DeepSDF – EyeVision

https://arxiv.org/abs/1901.05103

About

There are so many methods suggested to represent 3D shapes such as mesh, point cloud or volume. But these method is not so able to generate clean 3D shape. To address the issue, DeepSDF is suggested. It seems a bit old paper, but this idea is important even nowadays.

SDF

The Signed Distance Function (SDF) is a mathematical function used to describe the geometry of a shape in space. It assigns a scalar value to every point in the space based on the following rules:

\text{SDF}(\mathbf{p}) = \begin{cases} \text{Distance}(\mathbf{p}, \partial\Omega) & \text{if } \mathbf{p} \text{ is outside the shape,} \\ -\text{Distance}(\mathbf{p}, \partial\Omega) & \text{if } \mathbf{p} \text{ is inside the shape,}\\ \end{cases}\\ \text{SDF}: \mathbb{R}^3 \to \mathbb{R}, \quad \text{where } \mathbf{p} \in \mathbb{R}^3

Where:

$\mathbf{p} \in \mathbb{R}^3 )$ represents a point in three-dimensional space.
$\partial\Omega$ represents the boundary of the shape in $\mathbb{R}^3$ .
$\text{Distance}(\mathbf{p}, \partial\Omega)$ is the shortest Euclidean distance from $\mathbf{p}$ to the surface $\partial\Omega$ .

Suppose we have an object in a space above (red area). The SDF takes negative values inside red area, and takes positive value outside (blue), and takes 0 on the boundary.

In DeepSDF, the function is going to export SDF values via Neural Network.

DeepSDF Optimization

By utilizing SDFs (Signed Distance Functions) in Deep Learning, various benefits can be achieved. For example, it becomes possible to obtain extremely smooth curves or handle complex shapes. But how can we optimize the networks?

The function that they optimized is here.

\begin{align} \arg\min_{\theta, \{z_i\}_{i=1}^N} \sum_{i=1}^N \left( \sum_{j=1}^K L\big(f_\theta(z_i, x_j), s_j\big) + \frac{1}{\sigma^2} \|z_i\|_2^2 \right)\\ L(f_\theta(x), s) = \left| \text{clamp}(f_\theta(x), \delta) - \text{clamp}(s, \delta) \right|\\ \text{clamp}(y, \delta) = \begin{cases} \delta & \text{if } y > \delta, \\ -\delta & \text{if } y < -\delta, \\ y & \text{otherwise.} \end{cases} \end{align}

where

$z_i$ is a latent variables
$f_\theta$ is NN which takes 3D points and latent code as input, and export SDF as output
N, K is the number of objects and points respectively

How to encode shape information?

I felt that the interesting part of DeepSDF is encoding parts.
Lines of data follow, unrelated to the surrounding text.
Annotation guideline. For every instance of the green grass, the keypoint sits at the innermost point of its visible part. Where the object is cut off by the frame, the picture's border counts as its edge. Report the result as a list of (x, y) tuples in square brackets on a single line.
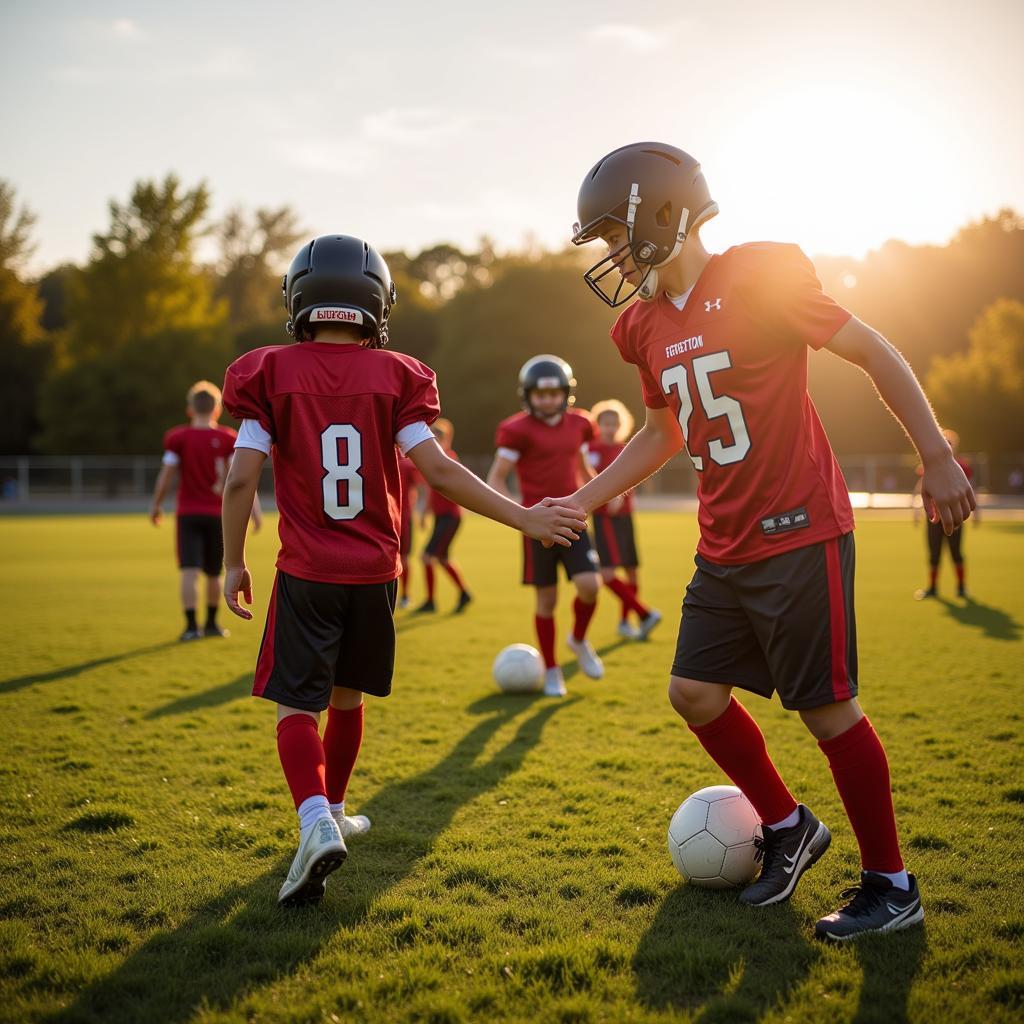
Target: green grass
[(517, 867)]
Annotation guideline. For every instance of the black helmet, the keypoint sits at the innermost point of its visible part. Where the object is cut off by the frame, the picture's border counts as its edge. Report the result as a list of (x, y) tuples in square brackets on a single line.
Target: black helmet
[(341, 280), (545, 372), (658, 194)]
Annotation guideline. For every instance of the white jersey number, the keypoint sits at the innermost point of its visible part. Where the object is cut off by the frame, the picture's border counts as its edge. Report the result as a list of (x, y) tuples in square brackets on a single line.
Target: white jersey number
[(336, 472), (714, 406)]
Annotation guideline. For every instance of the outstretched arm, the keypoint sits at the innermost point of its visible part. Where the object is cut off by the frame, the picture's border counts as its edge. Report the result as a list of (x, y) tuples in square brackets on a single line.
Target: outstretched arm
[(547, 523), (944, 487)]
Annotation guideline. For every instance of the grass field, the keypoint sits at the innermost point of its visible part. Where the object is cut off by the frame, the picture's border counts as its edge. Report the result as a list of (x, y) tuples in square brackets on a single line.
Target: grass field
[(517, 867)]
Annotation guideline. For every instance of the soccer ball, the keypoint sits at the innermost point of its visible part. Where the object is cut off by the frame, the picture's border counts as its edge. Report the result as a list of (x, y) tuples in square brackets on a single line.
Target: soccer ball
[(518, 669), (715, 838)]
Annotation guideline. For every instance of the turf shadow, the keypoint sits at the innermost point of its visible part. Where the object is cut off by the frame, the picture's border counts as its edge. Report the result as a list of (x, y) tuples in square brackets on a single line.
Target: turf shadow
[(224, 693), (69, 671), (240, 942), (708, 955), (994, 623)]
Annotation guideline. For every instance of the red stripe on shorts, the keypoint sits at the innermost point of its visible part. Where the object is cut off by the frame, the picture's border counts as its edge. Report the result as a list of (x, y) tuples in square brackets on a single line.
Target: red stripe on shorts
[(837, 621), (264, 663)]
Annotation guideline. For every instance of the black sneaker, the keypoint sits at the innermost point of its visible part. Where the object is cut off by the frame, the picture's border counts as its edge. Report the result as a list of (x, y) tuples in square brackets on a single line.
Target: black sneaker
[(787, 853), (876, 905)]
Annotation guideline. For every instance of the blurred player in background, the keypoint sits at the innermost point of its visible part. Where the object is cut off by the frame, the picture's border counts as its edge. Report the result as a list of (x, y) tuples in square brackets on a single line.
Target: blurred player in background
[(197, 456), (613, 532), (333, 412), (448, 519), (411, 483), (546, 444), (936, 536)]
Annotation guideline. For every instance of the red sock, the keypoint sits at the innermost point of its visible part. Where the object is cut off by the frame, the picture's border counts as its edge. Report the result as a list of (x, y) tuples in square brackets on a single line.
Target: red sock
[(625, 594), (860, 769), (450, 567), (737, 747), (301, 756), (582, 614), (546, 638), (342, 739)]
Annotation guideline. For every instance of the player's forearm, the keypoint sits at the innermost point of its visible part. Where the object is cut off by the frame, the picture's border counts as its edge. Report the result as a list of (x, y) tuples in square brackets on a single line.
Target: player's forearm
[(645, 454), (467, 489)]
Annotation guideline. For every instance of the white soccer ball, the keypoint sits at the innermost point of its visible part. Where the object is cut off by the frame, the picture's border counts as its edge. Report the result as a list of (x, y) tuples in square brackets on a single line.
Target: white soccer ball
[(715, 839), (518, 669)]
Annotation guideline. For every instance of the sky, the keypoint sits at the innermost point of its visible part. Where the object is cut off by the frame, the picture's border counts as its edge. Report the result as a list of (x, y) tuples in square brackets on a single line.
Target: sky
[(836, 126)]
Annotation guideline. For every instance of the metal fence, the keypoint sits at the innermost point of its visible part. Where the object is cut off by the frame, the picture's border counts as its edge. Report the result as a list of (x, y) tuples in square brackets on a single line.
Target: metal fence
[(102, 480)]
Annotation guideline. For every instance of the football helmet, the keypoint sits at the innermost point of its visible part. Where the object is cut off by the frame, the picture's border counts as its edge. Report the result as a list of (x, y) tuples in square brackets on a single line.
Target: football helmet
[(337, 279), (546, 372), (658, 195)]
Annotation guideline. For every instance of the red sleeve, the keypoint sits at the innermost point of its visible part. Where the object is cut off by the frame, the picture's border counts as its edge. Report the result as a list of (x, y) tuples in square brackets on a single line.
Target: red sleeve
[(786, 296), (246, 394), (623, 336), (419, 402)]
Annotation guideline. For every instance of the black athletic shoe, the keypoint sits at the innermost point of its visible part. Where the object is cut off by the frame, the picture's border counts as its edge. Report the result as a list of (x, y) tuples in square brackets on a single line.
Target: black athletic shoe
[(876, 905), (787, 853)]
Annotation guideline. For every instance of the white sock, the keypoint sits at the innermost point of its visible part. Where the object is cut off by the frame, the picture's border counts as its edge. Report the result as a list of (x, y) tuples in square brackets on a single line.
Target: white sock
[(788, 821), (899, 879), (311, 810)]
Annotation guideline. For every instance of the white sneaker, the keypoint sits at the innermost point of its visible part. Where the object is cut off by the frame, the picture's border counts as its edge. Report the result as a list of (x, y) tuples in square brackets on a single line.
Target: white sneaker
[(590, 664), (322, 850), (554, 683), (653, 617), (351, 824)]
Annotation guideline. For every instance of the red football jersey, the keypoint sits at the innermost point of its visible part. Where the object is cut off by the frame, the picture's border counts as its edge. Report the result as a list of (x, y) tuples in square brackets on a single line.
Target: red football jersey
[(602, 456), (440, 505), (333, 413), (203, 456), (549, 456), (732, 366)]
The function that encodes shape is NOT auto-encoder. The thing is that they do not use encoder, they just use decoder in their model which is so called Auto-Decoder. It means that latent variables is randomly assigned initially, and then is going to be trained.

Since the model does not have encoder, we need to embed shape information into latent space somehow? How do we do that? Actually, we can do MAP (maximum a posterior) estimation by minimizing below function.

\hat{z} = \arg \min_{z} \sum_{(x_j, s_j) \in \mathcal{X}} L(f_\theta(z, x_j), s_j) + \frac{1}{\sigma^2} \|z\|_2^2.

By optimizing this function using data itself, we can get embedded latent variables from shape information. But what is the advantage of using it?

In some problem settings, auto encoders are not able to embed shape information that has only a part of whole shape into suitable latent space since information is lacking. It means that the lacked information is handled as it is. Because of this point, we cannot use auto encoder based methods for reconstruction problems like recovering 3D shape from depth camera. This characteristic of algorithm is good for shape completion or shape restoration problems.

And also, they claimed that the the stochastic nature of the VAE optimization did not lead to good training results.